Extract - JSON schema of the table or the data source.

AVRO - AVRO schema of the table or data source.

DDL- Data definition language DDL of the table or data source

All of these schema types and DDLs can be copied and used in advance by clicking on their Copy button.

There is also a Prievew button that when is clicked it shows a sample of the data.

Tag a column

In the metadata section, at the bottom right corner, the user is able to tag a table or a column. To add a tag, the user should click on the table or on the column, add a tag name on the input field next to Tag and press on Enter.

If the column is tagged, is has an icon on the column with the tag name on it.

Label a column

Same as for tagging, labeling is one other feature on metadata section. To add a label, the user should click on the table or on the column, add a key and value for labeling and click on + button. If the user wants to delete the label should click on - button.

If the column is labeled, is has an icon on the column with the label on it.

Now that the user has finished with setting a catalog it can choose whether it wants to set a schedule on the next tab or just Save and Run the catalog.

Schedule a run

If the user wants to add a scheduler, it should enable the add scheduler toggle, if not, it should click on Save and Run button.

Once the toggle is enabled, the user can set a scheduler to run the catalog. First should be set a start date and an end date. After that, the user can choose if the scheduler can run monthly, weekly, daily, hourly or in minutes and in what hour.

To save the process the user must click on Save and Run button and the catalog will be created.

Upload a catalog

To upload a catalog you need to upload the configured json on the upload catalog button. For preparing an external catalog json you need to define few elements in the json.
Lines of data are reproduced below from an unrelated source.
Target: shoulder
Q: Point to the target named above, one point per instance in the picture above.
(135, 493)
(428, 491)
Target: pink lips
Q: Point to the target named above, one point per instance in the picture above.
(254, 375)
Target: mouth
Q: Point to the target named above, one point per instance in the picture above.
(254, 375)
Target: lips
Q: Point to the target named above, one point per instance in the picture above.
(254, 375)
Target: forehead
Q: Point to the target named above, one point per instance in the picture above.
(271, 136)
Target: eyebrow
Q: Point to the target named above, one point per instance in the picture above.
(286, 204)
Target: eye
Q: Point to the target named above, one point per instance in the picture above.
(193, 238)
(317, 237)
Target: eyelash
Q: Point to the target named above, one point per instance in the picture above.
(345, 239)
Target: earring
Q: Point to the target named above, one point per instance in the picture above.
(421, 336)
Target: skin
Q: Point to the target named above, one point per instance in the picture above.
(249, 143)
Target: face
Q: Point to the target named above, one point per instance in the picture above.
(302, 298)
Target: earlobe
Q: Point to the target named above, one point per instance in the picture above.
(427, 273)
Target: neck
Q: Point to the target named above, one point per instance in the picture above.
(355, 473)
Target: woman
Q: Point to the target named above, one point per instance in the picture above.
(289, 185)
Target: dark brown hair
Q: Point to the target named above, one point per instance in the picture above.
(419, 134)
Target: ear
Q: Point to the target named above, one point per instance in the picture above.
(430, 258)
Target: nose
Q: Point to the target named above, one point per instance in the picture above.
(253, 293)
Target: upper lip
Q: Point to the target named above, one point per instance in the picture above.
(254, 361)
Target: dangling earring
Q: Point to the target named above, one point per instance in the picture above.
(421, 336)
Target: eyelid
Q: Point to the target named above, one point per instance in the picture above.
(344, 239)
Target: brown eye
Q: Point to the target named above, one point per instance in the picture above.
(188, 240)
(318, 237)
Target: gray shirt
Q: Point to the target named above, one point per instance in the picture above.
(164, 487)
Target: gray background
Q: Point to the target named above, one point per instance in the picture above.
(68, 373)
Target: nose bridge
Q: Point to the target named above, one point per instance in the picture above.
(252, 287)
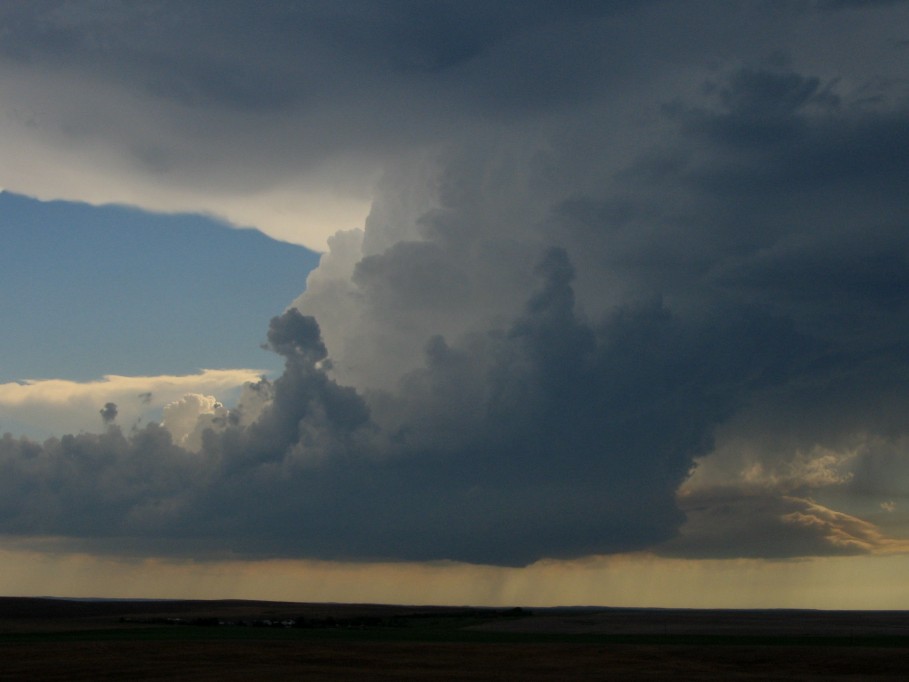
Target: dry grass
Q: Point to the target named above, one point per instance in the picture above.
(55, 640)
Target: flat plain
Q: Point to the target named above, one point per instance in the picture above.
(57, 639)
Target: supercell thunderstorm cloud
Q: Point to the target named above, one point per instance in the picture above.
(635, 276)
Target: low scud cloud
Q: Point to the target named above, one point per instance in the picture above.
(653, 296)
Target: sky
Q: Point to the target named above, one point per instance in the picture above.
(456, 302)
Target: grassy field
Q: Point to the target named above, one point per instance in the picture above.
(233, 640)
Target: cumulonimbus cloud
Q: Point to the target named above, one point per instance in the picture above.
(581, 271)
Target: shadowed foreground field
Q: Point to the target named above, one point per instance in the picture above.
(48, 639)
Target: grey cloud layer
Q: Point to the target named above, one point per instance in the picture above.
(591, 269)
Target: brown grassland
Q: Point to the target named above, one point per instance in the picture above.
(50, 639)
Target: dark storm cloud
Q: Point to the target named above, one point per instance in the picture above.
(553, 437)
(678, 254)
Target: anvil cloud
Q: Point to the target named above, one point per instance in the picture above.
(635, 276)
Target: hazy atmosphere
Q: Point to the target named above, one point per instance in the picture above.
(456, 302)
The mandatory fields are:

name
datasourceName
dataSourceId
includeAllSchemas
schema
schedule

You can also upload an external catalog directly from API by sending the json file as body in this endpoint api/catalog/third-party

Here is an example of an external catalog:

{
  "dataSourceDescription": "test-csv",
  "dataSourceId": "3e0fe597-5cc7-4293-a887-49a5ae588961",
  "dataSourceName": "test-csv",
  "id": "2c8e4027-8537-4017-bd8e-93f1e84998fa",
  "includeAllSchemas": false,
  "lastRun": "",
  "lastRunId": "",
  "name": "csv-catalog",
  "schema": {
    "name": "titanic.csv",
    "type": "record",
    "fields": [
      {
        "name": "PassengerId",
        "type": "int",
        "labels": [],
        "properties": {
          "description": ""
        },
        "sourceType": "int",
        "tagRules": {},
        "tags": []
      }
    ],
    "labels": [],
    "properties": {
      "createdDate": "2022-10-26T11:29:09.274+02:00",
      "description": ""
    },
    "tagRules": {},
    "tags": []
  }
}

Edit a catalog

Now that one catalog is configured, on Catalog tab the user can see a list of the catalogs and a button Add Catalog that redirects to the Catalogs screen for creating a new catalog. The catalog can be edited, deleted, ran and searched.
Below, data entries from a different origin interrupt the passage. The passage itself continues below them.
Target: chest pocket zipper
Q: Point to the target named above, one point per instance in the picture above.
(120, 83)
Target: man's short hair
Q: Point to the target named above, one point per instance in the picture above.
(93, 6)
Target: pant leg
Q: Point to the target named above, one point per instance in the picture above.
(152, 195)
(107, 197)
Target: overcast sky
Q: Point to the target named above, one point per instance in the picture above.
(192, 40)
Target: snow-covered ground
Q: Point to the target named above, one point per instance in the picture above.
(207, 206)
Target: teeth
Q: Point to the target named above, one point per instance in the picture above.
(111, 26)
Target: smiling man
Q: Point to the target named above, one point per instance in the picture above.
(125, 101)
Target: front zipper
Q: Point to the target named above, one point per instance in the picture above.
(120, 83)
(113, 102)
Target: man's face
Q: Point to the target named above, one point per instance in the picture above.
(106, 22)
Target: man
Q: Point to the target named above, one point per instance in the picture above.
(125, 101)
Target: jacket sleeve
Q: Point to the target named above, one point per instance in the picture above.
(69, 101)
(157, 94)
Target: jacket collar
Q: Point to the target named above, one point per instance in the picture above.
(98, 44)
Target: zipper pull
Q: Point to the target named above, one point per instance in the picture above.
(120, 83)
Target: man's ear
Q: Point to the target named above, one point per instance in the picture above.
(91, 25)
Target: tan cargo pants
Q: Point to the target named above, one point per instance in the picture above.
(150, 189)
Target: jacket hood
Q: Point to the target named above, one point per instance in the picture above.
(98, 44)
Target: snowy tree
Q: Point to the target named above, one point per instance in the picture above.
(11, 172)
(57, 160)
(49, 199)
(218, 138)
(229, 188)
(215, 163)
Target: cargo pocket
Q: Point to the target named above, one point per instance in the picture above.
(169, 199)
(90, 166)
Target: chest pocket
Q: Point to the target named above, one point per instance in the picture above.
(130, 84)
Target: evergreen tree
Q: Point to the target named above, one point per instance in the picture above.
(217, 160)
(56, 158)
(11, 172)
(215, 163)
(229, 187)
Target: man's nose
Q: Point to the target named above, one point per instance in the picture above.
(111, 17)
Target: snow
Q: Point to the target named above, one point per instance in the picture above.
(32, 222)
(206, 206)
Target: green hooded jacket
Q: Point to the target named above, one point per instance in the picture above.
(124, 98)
When the user clicks on the pen icon next to the catalog from the list they can edit the name, tags, labels or scheduler, and save the changes.

Delete a catalog

The deletion of a catalog is done by clicking on the bin icon.
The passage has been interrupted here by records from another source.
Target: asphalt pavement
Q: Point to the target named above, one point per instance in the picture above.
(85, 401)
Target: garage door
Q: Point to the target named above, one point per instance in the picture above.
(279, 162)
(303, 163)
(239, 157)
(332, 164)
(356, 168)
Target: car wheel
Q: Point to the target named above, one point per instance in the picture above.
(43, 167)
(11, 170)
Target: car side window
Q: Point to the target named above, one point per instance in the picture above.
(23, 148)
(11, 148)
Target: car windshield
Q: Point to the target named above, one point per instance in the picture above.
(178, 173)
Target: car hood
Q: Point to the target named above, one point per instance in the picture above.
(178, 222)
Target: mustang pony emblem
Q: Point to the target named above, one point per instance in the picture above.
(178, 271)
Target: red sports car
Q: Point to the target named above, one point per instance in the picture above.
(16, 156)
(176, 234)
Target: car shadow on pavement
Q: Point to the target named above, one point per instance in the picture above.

When the icon is clicked, a pop up appears with a question if the user is sure about deleting the catalog, and if yes the user clicks Delete and if not clicks Cancel.

Run a catalog

To run a catalog from the catalog list the user must click on the play icon.

With that click the changes made on the catalog are saved and can be viewed in the schema evolution, data lineage.

Run History

Run History tab lists all the runs of the catalog.

Search for a catalog

The user can search for a catalog from the list of catalogs. The catalog that we created as an example is named catalog data source, so if the user searches for test there will be no results.